I am hoping to join on the annual volunteer trip to rural Zambia to provide surgical services for patients in an underserved Zambian community. This trip is organized by a general surgeon Dr. Peggy Schrieber who has a long-standing relationship with the Zambian community in the town of Mwandi. She has been going there for years to provide surgical services with a group of general surgeons, OBGYN doctors, anesthesiologists, and nurses. As a third year general surgery resident interested in pursuing global surgery in my future attending career, this is a pivotal opportunity for me to get involved in efforts to help this patient population. On the first few days of the multi-week trip, a clinic is organized where the patients are seen and evaluated for surgery. We will evaluate and treat common general surgery conditions such as goiters and hernias. In this population, patients sadly still die from complications such as a strangulated hernia. It makes a tremendous difference to this remote, underserved community that would otherwise not have access to surgical care. I am honored to have the opportunity to meet and help serve this group of people.
During this trip we will be working with a local Zambian hospital to provide care for patients in a rural community. Patients travel from far away in order to receive care at Mwandi Mission Hospital where we will be working, as they often have surgical problems that cannot be addressed in this rural setting due to lack of resources and medical professionals, other than when Dr. Schrieber’s group is present. Being able to perform these surgeries on patients can be life changing for them and is an incredible opportunity for myself as a surgeon in training as well to learn from the patients we serve.
This is an incredible opportunity and way to give back that I am very much looking forward to. During my surgical residency training at Dartmouth, we often serve very rural patient populations in the US. However, this is nothing compared to what I will see in Zambia. I am very interested in a career in global surgery and hope to participate in my future career. This will be an incredible opportunity for me to get involved and give back. We will be able to provide surgical care to patients that would otherwise not have any other opportunity to receive it. I very much look forward to being a part of this team which will continue to cultivate the relationship between the Zambian community and the American volunteer doctors. This opportunity will also teach me a significant amount about performing surgery in a lower resource area. In the US, we take for granted all of the resources we have readily available, from advanced surgical technologies to simpler things such as electricity and clean water. Learning to work in this resource limited environment will be incredibly educational for my future career. I am very humbled and excited for this opportunity, and I look forward to learning from those around me including both my surgical team and the patients I serve.
Mwandi is a small town in Western Zambia. It takes about 3.5 to 4.5 hours on an unpaved road to reach from Livingstone, depending on the tenacity of your driver. Just the state of the road you travel to reach this village shows you one of the many issues patients must face when attempting to get medical care- difficulty even getting to a hospital.

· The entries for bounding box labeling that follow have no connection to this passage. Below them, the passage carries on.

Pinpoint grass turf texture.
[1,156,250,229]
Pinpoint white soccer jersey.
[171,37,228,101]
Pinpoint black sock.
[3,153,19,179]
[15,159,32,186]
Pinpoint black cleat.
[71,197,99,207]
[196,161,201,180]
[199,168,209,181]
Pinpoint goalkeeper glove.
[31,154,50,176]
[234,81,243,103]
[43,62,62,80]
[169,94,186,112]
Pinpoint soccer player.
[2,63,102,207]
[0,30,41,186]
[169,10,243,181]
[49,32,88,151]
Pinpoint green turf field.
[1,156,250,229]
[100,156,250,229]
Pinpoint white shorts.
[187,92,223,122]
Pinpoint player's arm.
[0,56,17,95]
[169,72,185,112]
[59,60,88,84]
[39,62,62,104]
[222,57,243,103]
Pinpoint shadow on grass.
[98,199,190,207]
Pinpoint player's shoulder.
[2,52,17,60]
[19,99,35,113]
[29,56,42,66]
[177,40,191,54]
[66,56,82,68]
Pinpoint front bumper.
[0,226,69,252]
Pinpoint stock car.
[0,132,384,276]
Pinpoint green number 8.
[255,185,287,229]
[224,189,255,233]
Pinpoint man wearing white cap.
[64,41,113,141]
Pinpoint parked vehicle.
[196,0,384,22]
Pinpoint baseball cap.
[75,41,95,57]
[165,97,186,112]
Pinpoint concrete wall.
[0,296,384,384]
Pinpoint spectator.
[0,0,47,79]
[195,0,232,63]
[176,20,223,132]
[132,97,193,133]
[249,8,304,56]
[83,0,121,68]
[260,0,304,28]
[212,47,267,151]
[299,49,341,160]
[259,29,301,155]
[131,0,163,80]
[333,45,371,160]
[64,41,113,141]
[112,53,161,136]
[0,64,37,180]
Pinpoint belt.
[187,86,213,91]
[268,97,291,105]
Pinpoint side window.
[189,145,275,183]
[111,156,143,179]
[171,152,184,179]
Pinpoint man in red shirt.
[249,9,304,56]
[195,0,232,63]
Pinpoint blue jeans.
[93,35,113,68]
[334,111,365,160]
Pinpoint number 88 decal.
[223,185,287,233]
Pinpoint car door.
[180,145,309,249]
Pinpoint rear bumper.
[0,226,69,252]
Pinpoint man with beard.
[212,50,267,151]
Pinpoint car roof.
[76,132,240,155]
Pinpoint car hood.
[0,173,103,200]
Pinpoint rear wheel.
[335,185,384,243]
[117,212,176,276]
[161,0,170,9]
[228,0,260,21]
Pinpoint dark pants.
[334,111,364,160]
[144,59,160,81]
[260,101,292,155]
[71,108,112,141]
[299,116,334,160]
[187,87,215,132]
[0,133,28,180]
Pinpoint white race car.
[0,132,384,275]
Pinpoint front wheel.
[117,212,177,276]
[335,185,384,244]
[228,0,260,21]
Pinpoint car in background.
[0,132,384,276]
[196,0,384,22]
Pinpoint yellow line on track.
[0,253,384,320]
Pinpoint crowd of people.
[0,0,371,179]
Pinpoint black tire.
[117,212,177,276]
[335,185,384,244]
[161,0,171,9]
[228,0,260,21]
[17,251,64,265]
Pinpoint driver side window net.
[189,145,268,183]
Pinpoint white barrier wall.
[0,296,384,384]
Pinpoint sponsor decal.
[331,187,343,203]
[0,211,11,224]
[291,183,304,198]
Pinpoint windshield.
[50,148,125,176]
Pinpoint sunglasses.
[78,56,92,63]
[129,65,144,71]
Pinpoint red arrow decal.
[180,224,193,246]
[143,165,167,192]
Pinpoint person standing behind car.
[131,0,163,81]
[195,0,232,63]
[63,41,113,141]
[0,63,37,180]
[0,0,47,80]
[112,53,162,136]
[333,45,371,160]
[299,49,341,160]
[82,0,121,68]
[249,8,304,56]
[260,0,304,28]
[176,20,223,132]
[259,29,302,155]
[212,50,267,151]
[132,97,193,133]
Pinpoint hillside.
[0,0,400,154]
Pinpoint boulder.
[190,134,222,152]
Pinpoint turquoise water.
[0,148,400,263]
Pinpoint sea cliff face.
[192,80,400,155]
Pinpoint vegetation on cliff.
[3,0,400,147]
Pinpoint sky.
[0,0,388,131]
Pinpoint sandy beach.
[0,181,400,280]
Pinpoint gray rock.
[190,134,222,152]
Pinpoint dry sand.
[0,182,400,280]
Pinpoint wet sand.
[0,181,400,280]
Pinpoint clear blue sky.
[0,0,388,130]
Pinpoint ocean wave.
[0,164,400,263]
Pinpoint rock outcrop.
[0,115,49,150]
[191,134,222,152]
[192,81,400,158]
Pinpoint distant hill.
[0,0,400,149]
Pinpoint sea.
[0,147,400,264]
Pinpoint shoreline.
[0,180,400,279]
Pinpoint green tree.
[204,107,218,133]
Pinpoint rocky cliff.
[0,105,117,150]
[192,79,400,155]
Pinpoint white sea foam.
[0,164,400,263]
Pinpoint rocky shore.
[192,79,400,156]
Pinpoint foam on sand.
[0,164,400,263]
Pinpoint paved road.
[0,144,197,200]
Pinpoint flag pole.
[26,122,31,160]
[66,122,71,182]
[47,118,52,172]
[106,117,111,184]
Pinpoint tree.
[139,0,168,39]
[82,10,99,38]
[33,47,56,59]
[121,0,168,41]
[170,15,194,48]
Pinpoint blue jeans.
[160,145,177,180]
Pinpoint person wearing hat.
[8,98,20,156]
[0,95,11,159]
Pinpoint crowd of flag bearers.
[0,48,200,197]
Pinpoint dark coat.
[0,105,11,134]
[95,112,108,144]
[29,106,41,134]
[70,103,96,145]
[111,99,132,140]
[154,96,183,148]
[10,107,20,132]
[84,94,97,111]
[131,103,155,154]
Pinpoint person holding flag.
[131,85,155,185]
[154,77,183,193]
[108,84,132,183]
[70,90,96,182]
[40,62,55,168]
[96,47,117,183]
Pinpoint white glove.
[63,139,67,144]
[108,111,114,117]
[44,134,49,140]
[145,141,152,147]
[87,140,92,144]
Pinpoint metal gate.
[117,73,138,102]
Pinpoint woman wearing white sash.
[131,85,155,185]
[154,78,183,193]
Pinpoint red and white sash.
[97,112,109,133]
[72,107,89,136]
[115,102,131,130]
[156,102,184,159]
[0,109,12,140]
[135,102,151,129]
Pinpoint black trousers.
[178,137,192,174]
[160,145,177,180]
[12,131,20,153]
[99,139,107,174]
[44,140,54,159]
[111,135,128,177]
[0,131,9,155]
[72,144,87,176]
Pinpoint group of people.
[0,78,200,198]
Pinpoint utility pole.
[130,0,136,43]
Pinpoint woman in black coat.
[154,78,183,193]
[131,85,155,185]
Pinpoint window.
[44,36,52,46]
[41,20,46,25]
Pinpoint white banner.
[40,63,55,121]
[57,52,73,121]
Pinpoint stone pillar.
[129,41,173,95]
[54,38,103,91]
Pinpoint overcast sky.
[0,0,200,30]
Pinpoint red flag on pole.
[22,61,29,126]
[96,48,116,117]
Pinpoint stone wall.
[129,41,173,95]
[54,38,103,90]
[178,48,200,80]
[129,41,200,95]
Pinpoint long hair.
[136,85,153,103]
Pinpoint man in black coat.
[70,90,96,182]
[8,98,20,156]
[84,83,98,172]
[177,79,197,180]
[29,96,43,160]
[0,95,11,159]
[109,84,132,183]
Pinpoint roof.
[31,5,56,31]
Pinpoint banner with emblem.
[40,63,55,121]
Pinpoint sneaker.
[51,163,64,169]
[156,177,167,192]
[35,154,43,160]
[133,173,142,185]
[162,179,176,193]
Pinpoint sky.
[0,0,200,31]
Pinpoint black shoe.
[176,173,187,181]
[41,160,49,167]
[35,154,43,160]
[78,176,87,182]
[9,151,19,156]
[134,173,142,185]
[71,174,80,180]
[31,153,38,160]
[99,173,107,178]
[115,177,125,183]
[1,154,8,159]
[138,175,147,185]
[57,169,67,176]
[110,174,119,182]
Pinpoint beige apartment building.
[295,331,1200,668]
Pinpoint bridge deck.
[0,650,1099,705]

We were in Zambia in September during dry season and there was a large drought at the time. Most of the power in the city of Livingstone is hydroelectric so at night the power was shut off in the area where we stayed. We then made our way to Mwandi and when we arrived we stayed up late organizing all the supplies we had brought to determine who would need to use what supplies, and when. On our first full day there we held a clinic and saw over 120 patients, the majority of which needed surgery. We spent the night triaging and creating a list of when we would operate on each patient, trying to fit in as many people as possible, while also knowing that more would come in during the week that would need surgery.
There were difficult times; sometimes it was seeing a patient and knowing they needed medical management of a condition before you could offer them operative intervention. There were patients we saw that had spent a lot of time and money to travel to this hospital to be seen for “surgery” although it would unfortunately have been unsafe to offer an operation to them at the time. The disappointment was palpable and often difficult to handle knowing this patient may never get the surgical care that they need.
The patients we were able to operate on made it all worth it. Each morning after surgery we would go see our patients on the wards that were admitted overnight. These were often patients that had large goiters, often the size of a large orange or grapefruit. We would show them the thyroid specimen that we removed and take down the dressing on their neck. I saw the brightest smiles I have ever seen on those days. Some people cried with joy knowing they would no longer have the discomfort of a large goiter weighing on them both literally and figuratively.
There was a child who came to the hospital with an incarcerated umbilical hernia in the middle of the night. Luckily we were in Zambia when this happened. There is normally only a general practitioner at this hospital and they have capabilities to perform C-sections and another provider that perform circumcisions. Otherwise, their surgical capacity is limited. The child would have had to be taken by ambulance four hours down the incredibly bumpy road to Livingstone to reach the nearest hospital where he could have received an emergency operation. By that time the hernia could have become strangulated. It was cases like these where I felt incredibly thankful we were there.
I know that we helped many people on this trip but I am not sure I believe in altruism. I think I will be a better surgeon because I had this opportunity, but I gained even more as a human being. I am incredibly thankful I was given this opportunity.